# Fingerstyle blues - book recommandation



## frankyie (Feb 9, 2007)

Hi,

I'd like to play fingerstyle blues on acoustic guitar. Is any good book, DVD out there that goes through all the technique elements - like slide, steady thumb - along with some nice songs ?

Thanks,
Frank


----------



## Kenmac (Jan 24, 2007)

Hi Frankyie, I see you live in Toronto as well. I have two recommendations, try either Steves Music Store or the Worlds Biggest Bookstore. I've seen quite a few fingerstyle books at both of those places and you can also try Metro Sound & Music Ltd at 486 Yonge Street. They have loads of guitar books there and the last time I was in the store I saw quite a few on fingerpicking.


----------



## Yggdrasil (Oct 8, 2006)

frankyie said:


> Hi,
> 
> I'd like to play fingerstyle blues on acoustic guitar. Is any good book, DVD out there that goes through all the technique elements - like slide, steady thumb - along with some nice songs ?
> 
> ...


I found Happy Traum's DVD set *Easy Steps to Acoustic Blues Guitar * a good intro.

I also like Fingerpicking Guitar Techniques by Stefan Grossman

Both sites have a lot of other titles, so cruise around them.


----------



## zdogma (Mar 21, 2006)

The art of acoustic blues guitar, the basics.
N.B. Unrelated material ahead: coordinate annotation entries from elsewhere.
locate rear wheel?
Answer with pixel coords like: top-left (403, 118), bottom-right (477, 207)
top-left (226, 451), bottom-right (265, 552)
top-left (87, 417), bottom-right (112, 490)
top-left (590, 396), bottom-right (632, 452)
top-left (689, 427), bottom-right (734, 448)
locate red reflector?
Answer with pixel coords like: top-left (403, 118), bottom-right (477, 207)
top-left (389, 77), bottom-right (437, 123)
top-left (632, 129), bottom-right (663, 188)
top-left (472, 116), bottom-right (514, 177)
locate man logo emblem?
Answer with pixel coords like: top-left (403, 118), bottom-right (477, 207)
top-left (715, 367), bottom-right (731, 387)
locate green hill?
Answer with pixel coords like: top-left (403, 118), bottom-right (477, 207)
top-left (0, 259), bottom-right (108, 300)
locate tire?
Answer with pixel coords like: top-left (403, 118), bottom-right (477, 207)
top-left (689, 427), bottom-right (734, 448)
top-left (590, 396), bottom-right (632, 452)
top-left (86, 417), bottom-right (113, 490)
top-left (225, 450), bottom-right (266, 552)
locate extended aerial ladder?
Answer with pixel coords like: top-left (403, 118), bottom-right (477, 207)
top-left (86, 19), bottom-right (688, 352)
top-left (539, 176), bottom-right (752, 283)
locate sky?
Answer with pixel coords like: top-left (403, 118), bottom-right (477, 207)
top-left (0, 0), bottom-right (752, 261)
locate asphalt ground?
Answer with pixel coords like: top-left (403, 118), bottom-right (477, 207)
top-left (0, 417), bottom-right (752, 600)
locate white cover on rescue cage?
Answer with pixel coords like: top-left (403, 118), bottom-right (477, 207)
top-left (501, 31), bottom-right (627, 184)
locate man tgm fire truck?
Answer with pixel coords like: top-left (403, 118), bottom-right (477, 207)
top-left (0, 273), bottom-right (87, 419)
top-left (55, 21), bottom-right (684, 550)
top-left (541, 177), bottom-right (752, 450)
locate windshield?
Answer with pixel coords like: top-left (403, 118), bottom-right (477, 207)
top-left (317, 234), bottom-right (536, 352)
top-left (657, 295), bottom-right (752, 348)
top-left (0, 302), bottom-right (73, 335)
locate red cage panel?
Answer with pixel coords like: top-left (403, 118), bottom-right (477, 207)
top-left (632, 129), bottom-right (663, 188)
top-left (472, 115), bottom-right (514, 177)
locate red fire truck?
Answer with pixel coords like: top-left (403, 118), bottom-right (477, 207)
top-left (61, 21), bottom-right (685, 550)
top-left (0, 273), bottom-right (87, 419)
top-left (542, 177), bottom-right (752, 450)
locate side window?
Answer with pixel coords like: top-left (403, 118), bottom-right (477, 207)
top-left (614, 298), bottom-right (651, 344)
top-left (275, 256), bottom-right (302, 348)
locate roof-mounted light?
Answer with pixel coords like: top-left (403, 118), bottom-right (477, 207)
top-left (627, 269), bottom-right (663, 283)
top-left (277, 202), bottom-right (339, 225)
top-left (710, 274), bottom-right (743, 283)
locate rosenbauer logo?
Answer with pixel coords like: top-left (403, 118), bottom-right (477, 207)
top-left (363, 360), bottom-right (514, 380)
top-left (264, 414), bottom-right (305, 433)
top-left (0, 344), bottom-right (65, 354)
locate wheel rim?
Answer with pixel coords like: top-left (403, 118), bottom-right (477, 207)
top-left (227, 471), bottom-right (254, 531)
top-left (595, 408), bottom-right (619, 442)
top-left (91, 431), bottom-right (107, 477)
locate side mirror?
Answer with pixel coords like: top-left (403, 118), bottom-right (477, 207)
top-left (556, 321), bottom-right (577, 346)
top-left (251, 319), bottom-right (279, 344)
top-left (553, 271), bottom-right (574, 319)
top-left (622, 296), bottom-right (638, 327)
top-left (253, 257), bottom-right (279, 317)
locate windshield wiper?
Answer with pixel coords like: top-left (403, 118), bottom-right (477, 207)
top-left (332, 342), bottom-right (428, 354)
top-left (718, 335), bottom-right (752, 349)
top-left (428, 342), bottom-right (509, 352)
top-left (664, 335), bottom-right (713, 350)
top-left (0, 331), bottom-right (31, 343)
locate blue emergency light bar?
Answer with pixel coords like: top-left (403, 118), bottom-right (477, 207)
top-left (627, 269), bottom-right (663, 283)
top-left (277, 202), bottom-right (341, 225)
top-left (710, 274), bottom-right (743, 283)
http://www.amazon.com/Art-Acoustic-...=pd_bbs_2/104-0218352-9923111?ie=UTF8&s=books

Woody Mann, it has tab and a DVD and it is quite basic. Great starting point.


----------



## gilead (Mar 7, 2007)

I'm a beginner and picked this up The art of acoustic blues guitar, the basics
Very good book with alot of easy stuff to begin with.


----------